The deaths highlight the spray's dangers, said retired University of Western Ontario toxicologist John Cummins. He said its use as an alternative to guns or clubs is nothing short of torture.

Diabetics and asthmatics are at risk of having an adverse, sometimes fatal, reaction to a blast of pepper, said Cummins.

Calgary city police take four hours training in the use of the spray and are sprayed themselves, said Insp. Verne Fielder.

"For the most part, it is effective," Fielder said. "We decontaminate a person that is sprayed. There could be respiratory problems . . . health problems we wouldn't know about until that person's sprayed. If someone's . . . showing violent reaction to it, the medical people are called."

Fielder said use of the spray is not common in Calgary.

Emergency Medical Services spokesman Fred Hyland said pepper spray victims suffer significant pain.

"They're choking, their eyes are burning and their nose is running," Hyland said.

"Whenever we have an asthmatic who has been pepper sprayed, if they have even a very mild degree of respiratory distress, we transport them to the hospital. It can cause a fairly profound asthmatic reaction."

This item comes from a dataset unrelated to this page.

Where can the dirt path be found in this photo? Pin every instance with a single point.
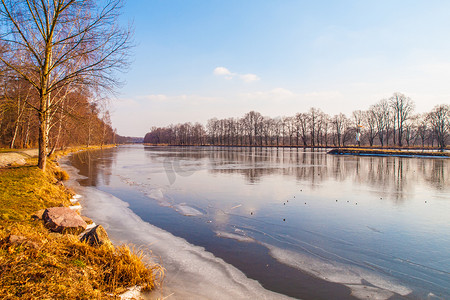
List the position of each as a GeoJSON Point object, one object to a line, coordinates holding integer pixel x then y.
{"type": "Point", "coordinates": [18, 157]}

Steve Jenuth Alberta Civil Liberties Association president said: "We would welcome an international study into the use of pepper spray and to determine if the use of such is really torture.

"The Newfoundland Constabulary and the British police don't carry guns. I don't think they use pepper spray as often."

A June 1996 Calgary fatality inquiry into the death of Roy Sheppard, 29, determined his February 1996 death was not due to police using spray to subdue the schizophrenic after he apparently trashed a group home.

Medical examiner Dr. Lloyd Denmark testified there was no evidence Sheppard had any kind of physical reaction to the pepper spray which could explain the schizophrenic's death.